Regulations in North America and Europe

As the demand for healthy baked goods with labels such as ‘gluten-free’ or ‘organic’, has increased significantly, regulatory bodies have entered the landscape with a set of strict labeling requirements. While the awareness about regulations imposed on baked food products is growing, health-conscious consumers are also becoming more skeptical about ingredients before making a purchase. This is also boosting the growth of the ‘clean label movement’ in both regions. The EU has been regulating the use of food additives, flavors, and bakery enzymes with the imposition of Regulation (EC) No 1331/2008 and Regulation (EC) No 1333/2008. In January 2018, the EU announced an amendment to the Regulation (EC) No 1333/2008, which highlights the use of sweeteners in fine bakery products. With this regulation, the EU has imposed a ban on the use of artificial sweeteners, such as E 950 Acesulfame K, E 951 Aspartame, E 961 Neotame, and E 955 Sucralose, in fine bakery products with specific nutritional benefits.

In North America, the FDA has imposed stringent regulations on the manufacturing and marketing of all the food products, especially regarding baked goods that are promoted as “healthy”. The FDA recently published new standards for non-GMO bakery—an important segment in the healthy bakery industry in North America—and new labeling regulations are afoot.

Health – Universal Driver for Innovation

Bakers and confectioners are riding on the coattails of product innovation to offer healthy bakery items and ultimately to gain a competitive edge in the market. Innovations are varying in terms of ingredients, production engineering, flavors, and bakery performance.

Cargill, one of the global leaders in the bakery industry, recently launched its new palm oil shortening line, PalmAgility, to enhance performance in various bakery products such as donuts, pies, crème fillings.
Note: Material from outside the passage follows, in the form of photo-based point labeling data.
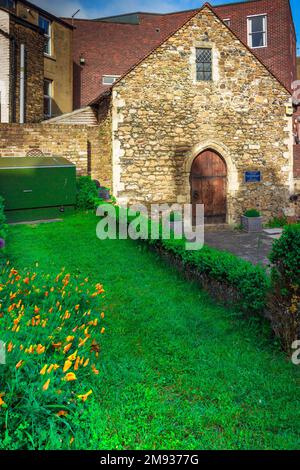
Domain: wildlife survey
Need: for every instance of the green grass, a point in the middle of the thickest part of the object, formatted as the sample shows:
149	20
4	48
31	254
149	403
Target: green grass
178	370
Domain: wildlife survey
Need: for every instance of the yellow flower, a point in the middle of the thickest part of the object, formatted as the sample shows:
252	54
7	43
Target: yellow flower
44	369
77	363
73	356
67	348
46	385
95	370
67	366
70	376
85	397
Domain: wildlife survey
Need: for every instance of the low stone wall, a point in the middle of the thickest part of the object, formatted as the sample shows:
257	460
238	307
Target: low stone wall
297	161
79	144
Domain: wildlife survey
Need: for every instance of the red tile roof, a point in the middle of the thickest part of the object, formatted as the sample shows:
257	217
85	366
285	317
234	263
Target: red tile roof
111	48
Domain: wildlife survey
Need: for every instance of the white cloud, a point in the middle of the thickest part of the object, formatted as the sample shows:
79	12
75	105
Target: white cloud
100	8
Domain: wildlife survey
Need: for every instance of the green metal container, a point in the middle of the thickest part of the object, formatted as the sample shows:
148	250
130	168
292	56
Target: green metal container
37	188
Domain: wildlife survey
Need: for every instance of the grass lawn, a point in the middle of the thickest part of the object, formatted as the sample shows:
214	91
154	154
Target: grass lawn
178	370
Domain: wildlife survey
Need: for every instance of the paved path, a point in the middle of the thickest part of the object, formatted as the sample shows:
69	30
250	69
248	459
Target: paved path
253	247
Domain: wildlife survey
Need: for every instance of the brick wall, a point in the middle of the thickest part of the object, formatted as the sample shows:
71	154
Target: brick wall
80	144
112	48
297	161
4	68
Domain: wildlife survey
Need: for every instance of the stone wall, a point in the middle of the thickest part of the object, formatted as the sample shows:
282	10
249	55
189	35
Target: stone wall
4	68
34	90
297	161
163	118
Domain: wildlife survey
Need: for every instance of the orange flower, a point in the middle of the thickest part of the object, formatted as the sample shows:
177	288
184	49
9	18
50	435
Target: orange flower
67	348
62	413
46	385
67	366
86	363
77	363
95	370
85	397
73	356
82	341
44	369
40	349
70	377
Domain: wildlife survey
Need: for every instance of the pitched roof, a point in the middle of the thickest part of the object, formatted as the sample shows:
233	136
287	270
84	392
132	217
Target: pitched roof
194	13
113	45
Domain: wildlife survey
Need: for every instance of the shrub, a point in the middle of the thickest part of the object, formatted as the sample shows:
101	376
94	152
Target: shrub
51	329
284	303
3	226
249	282
87	193
252	213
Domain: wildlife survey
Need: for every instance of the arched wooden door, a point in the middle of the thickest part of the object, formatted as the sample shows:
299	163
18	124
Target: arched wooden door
208	186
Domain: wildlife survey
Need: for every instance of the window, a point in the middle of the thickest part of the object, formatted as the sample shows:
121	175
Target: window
204	64
257	31
45	25
109	79
48	87
9	4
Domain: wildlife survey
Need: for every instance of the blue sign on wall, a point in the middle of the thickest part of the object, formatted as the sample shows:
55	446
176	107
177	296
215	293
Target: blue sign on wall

With the regulatory restriction on partially hydrogenated oils (PHOs) in the U.S., a shift is triggered towards palm-based alternatives to achieve creamier and smoother texture in bakery products, on which Cargill is planning to capitalize with the launch of PalmAgility.

Bellarise, the North American subsidiary of the Pak Group, recently announced that it has launched a new dairy-free, non-GMO, allergen-free and gluten-free alternative for egg wash in baked goods. The company also announced that it launched the new vegan egg wash replacer is a clean label ingredient to meet the changing needs voiced by industrial and commercial bakeries in North America.
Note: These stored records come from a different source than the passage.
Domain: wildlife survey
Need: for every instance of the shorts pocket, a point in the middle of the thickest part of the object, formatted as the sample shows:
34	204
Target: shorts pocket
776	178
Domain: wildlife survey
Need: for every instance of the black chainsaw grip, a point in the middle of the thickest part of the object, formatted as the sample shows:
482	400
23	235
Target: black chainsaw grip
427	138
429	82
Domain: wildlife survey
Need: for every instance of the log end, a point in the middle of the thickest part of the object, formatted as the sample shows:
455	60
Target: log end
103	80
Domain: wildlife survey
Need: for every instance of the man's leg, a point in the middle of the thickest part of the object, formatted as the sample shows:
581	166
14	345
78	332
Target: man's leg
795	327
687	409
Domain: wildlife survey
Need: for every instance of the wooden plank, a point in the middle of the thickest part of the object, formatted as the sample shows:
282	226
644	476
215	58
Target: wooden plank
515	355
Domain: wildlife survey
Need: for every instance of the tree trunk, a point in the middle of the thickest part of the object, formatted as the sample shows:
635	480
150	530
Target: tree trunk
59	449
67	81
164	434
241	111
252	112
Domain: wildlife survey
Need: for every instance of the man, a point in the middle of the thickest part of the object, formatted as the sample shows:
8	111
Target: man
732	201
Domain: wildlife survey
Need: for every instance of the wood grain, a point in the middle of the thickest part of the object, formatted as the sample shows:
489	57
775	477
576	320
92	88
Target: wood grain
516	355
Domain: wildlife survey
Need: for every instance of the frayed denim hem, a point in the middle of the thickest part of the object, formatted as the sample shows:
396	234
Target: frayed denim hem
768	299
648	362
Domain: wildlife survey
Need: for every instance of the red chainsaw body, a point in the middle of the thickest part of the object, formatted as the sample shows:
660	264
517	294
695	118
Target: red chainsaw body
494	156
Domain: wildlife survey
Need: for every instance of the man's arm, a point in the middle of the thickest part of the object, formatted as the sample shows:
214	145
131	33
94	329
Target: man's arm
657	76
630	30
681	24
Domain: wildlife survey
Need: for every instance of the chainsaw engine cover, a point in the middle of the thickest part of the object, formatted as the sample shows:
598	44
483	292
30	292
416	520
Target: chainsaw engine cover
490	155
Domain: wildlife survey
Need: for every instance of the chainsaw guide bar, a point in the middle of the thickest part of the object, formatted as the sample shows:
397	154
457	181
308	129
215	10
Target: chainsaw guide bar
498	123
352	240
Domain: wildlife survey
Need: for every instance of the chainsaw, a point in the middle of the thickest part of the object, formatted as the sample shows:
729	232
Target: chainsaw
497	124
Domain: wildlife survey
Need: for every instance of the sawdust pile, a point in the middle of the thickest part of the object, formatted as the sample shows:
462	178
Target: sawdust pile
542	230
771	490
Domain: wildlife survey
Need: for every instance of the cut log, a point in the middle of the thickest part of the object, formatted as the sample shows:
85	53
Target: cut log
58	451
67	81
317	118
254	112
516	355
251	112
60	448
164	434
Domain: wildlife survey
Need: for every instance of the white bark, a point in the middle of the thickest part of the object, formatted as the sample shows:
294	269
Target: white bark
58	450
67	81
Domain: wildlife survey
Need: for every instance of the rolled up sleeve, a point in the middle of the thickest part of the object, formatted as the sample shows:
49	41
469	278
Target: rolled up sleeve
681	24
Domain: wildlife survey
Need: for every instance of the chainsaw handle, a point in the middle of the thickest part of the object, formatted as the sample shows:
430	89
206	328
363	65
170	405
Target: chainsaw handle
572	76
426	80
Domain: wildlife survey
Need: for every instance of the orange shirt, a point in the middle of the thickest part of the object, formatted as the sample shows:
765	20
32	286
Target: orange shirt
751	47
Bimbo Bakeries USA recently announced the launch of its latest line of 100% organic bread in the American markets. The company has added a variety of breads to its latest product line, including 100% whole-grain breads; organic 22 grains and seeds bread; and organic rustic while bread.

Supermarkets and Hypermarkets in the U.S.

Health-driven purchasing habits of consumers have changed significantly in the past decade, directing the recent trends in the supermarket and hypermarket sector. More than 90% of the sales of organic bakery products including breads, are accounted for by conventional and natural food supermarkets and chains.

The demand for organic and bio-based bakery products is witnessing double-digit growth, reflecting in attractive market incentives for organic and vegan bakers in North America, especially in the U.S. In the country, organic products can be found in the isles in nearly 3 in 4 grocery stores. A recent study by the United States Department of Agriculture (USDA) found that organic food products have reached more than 20,000 natural food stores.

Bakery manufacturers are adopting strategies to satisfy a mindful consumer with trendy healthy ingredients and smaller package sizes. With consumers adopting healthier snacking habits, bakers are focusing on introducing bakery products with small portion sizes such as packages of two buns, half loaves, and four-packs of cookies. The recent rise in demand for healthy snacking options is expected to create immense sales potential for artisan breads and healthier snack items in the coming years.